But cultural change often follows law and structure, as he admits when he notes that the big risks came from investment banks which had been much more conservative when they were partnerships and their owners’ money was at risk. So he supports the Volcker rule which would split proprietary trading from trading for customers. Another reform, which Fox says isn’t discussed on either side of the Atlantic is to make the bankers risk their own money, as they did when the investment banks were partnerships.

“Put them back into a position where they have their own money at risk.”

So far I haven’t seen anyone looking to combine the best of the UK and US regulation. How about applying the UK’s idea of principle-based regulation in addition to some specific laws.

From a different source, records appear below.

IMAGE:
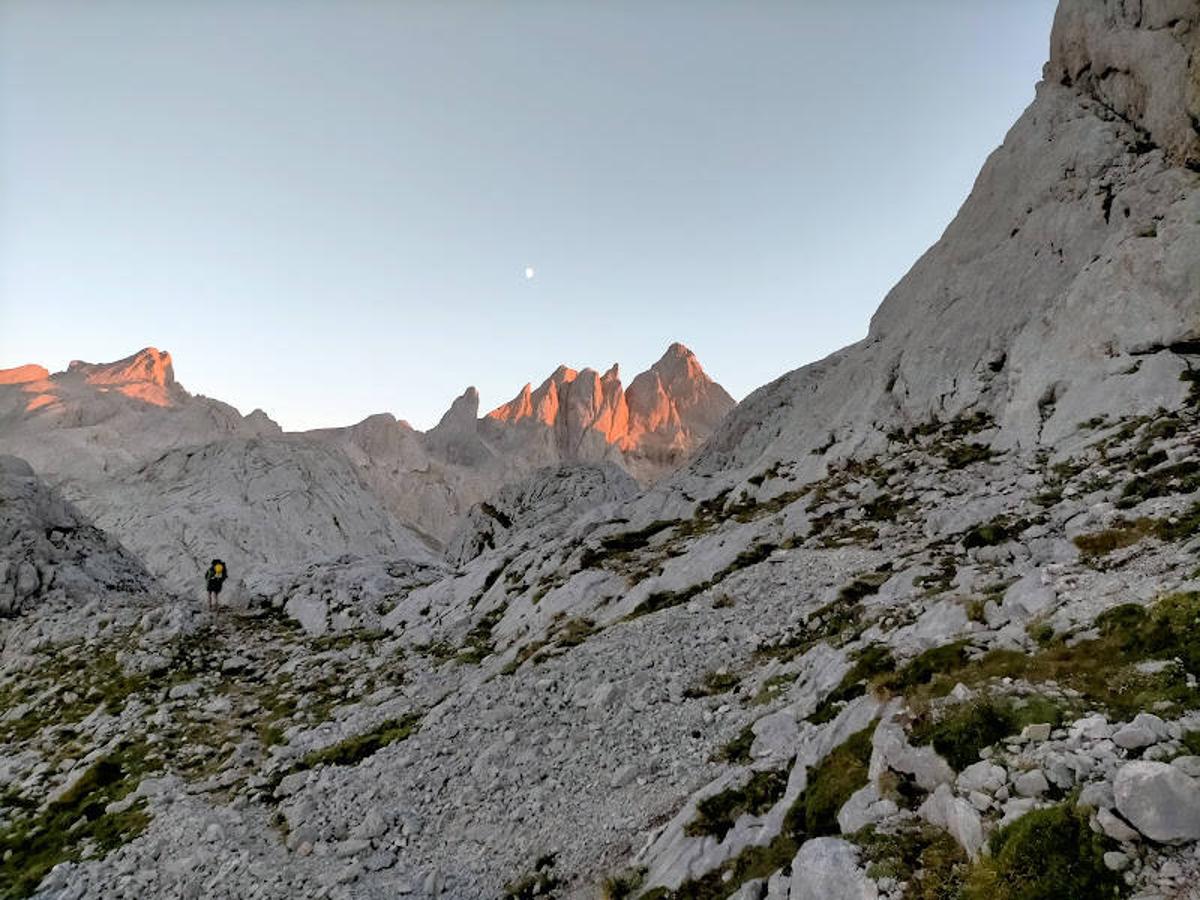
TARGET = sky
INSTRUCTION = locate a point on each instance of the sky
(328, 209)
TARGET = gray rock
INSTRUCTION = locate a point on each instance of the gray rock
(827, 869)
(957, 816)
(1159, 801)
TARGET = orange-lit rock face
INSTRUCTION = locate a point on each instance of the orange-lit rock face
(673, 406)
(147, 376)
(23, 375)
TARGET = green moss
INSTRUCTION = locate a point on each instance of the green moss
(839, 775)
(928, 858)
(76, 822)
(773, 685)
(738, 749)
(1047, 855)
(869, 663)
(924, 667)
(479, 643)
(357, 749)
(717, 815)
(999, 531)
(1122, 534)
(964, 730)
(540, 882)
(623, 886)
(1180, 478)
(1103, 670)
(885, 508)
(617, 546)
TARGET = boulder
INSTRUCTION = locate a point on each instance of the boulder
(1159, 801)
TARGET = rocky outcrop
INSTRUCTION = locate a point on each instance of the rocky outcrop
(49, 551)
(1159, 801)
(268, 507)
(545, 502)
(1063, 289)
(845, 676)
(827, 869)
(666, 413)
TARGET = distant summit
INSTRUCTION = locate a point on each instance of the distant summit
(95, 419)
(148, 376)
(666, 412)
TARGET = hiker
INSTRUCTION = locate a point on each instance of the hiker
(215, 576)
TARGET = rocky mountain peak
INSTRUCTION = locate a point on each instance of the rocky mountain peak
(1139, 61)
(148, 376)
(666, 412)
(23, 375)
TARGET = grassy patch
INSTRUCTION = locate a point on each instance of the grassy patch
(1120, 535)
(715, 815)
(869, 663)
(667, 599)
(76, 825)
(623, 886)
(922, 669)
(1047, 855)
(540, 882)
(999, 531)
(1180, 478)
(358, 748)
(617, 546)
(832, 783)
(738, 749)
(1103, 670)
(916, 852)
(966, 729)
(813, 815)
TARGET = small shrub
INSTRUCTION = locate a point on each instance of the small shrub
(1122, 534)
(833, 781)
(922, 669)
(354, 750)
(738, 749)
(916, 852)
(964, 730)
(1047, 855)
(717, 815)
(623, 886)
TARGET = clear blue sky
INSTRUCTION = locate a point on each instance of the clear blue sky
(325, 209)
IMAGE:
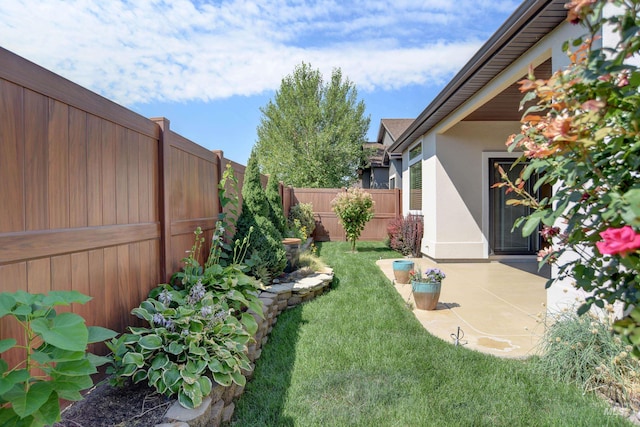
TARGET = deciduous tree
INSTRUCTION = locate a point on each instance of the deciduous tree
(311, 133)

So Lehman’s would face legal consequences for moving billions off balance sheet ahead of quarterly reporting on a principle-based regulation, even if they did find a London law firm to sign off, and got approval from E&Y. Presumably with principle-based regulation, the accountants and lawyers could be held liable even if the rules could be tortured to fit the practice.

Yet another innovation – pay off whistleblowers in finance the way the US does in government fraud and in businesses like pharma.

For example, John Kopchinski’s six-year legal battle against Pfizer for promoting drugs to be used in cases where they hadn’t been approved by regulators, or “off-license use” in the industry lingo, made $51.5 million after a five-year battle.

By contrast, Michael Lee in Lehman’s audit department, was fired after warning the company and its auditors about the off-balance sheet activity. Or as The Guardian reported:

“After consulting Lehman’s code of conduct which said employees had an ‘obligation’ to report any suspected breaches of securities law and would be protected from ramifications, Lee wrote a six-point memo outlining his concerns and sent it to senior management. His note listed, among other things, a balance sheet that listed assets $5bn above reality, a lack of expertise and adequate systems in accounting, unrealistic valuations of inventories and billions of dollars in potentially toxic liabilities.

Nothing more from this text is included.